There is a common security recommendation that one will improve domain or server security by renaming the builtin Administrator account. Some state this is a dramatic improvement in security. Bull! Supposedly by changing the name, you can hide this powerful account and improve security. NO. Names mean nothing. All objects in NT have ID numbers. All accounts have SIDs. The SIDs can not be hidden. There are baby hacker tools which automate the process of determining which account is the builtin Administrator account. See SIDs for more information about SIDs.

Another common security recommendation is to emasculate it (take its powers away) and monitor it closely for attacks. NO. NO. NO. This is the only account that can never be locked out from the console. Account lockout policies do not apply to this account when logging on from the console. I have seen commerical security tools in the hands of careless auditors, security and systems personnel lock out all accounts by attempting brute force dictionary attacks on account domains which have account lockout set as a security feature. The only account not locked out from the console was the builtin Administrator account. If the Administrator account had been emasculated and it could not unlock accounts - OUCH. If an account lockout policy is not set, go ahead. From a security perspective, its all down the drain anyway. Otherwise, you set up a terrible Denial Of Services scenario.

What I do recommend is setting the password lockout policy to 3-5 bad attempts and then use passprop.exe from the resource kit to change the Adminstrator account so that it too will be locked out after the set number of bad password attempts (never fear - this only applies remotely - the builtin administrator account can never be locked out from the console).

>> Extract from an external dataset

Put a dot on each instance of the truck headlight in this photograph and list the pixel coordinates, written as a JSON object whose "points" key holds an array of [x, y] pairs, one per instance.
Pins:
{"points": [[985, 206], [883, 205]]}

There is an interesting issue which involving the Administrator account of domains and workstations which are members of that domain. When you add a workstation to a domain, the logon dialog changes the default authenication from the local workstation to the domain. A side-effect is that workstation users attempting to login to their local workstation administrator account will accidently attempt to login to the domain administrator account if they are careless and do not change the default authenicator from the domain to the local workstation. The result:

If you have login security enabled, you will see login failure records on the domain controller which looks like attempts to break into the domain. If you have enabled passprop, after three of these attempts, you get the domain admin account locked out from remote access. So, to avoid hassles, my recommendation is to go ahead and change the builtin administrator account name but only to prevent the accidental lockouts caused by putzes on workstations attempting to access the same named account. [no - I haven't changed my mind - all the baby hacker tools will find it under its new name if they want to hack it. Passprop blocks those attempts. Renaming prevents the accidental lockouts].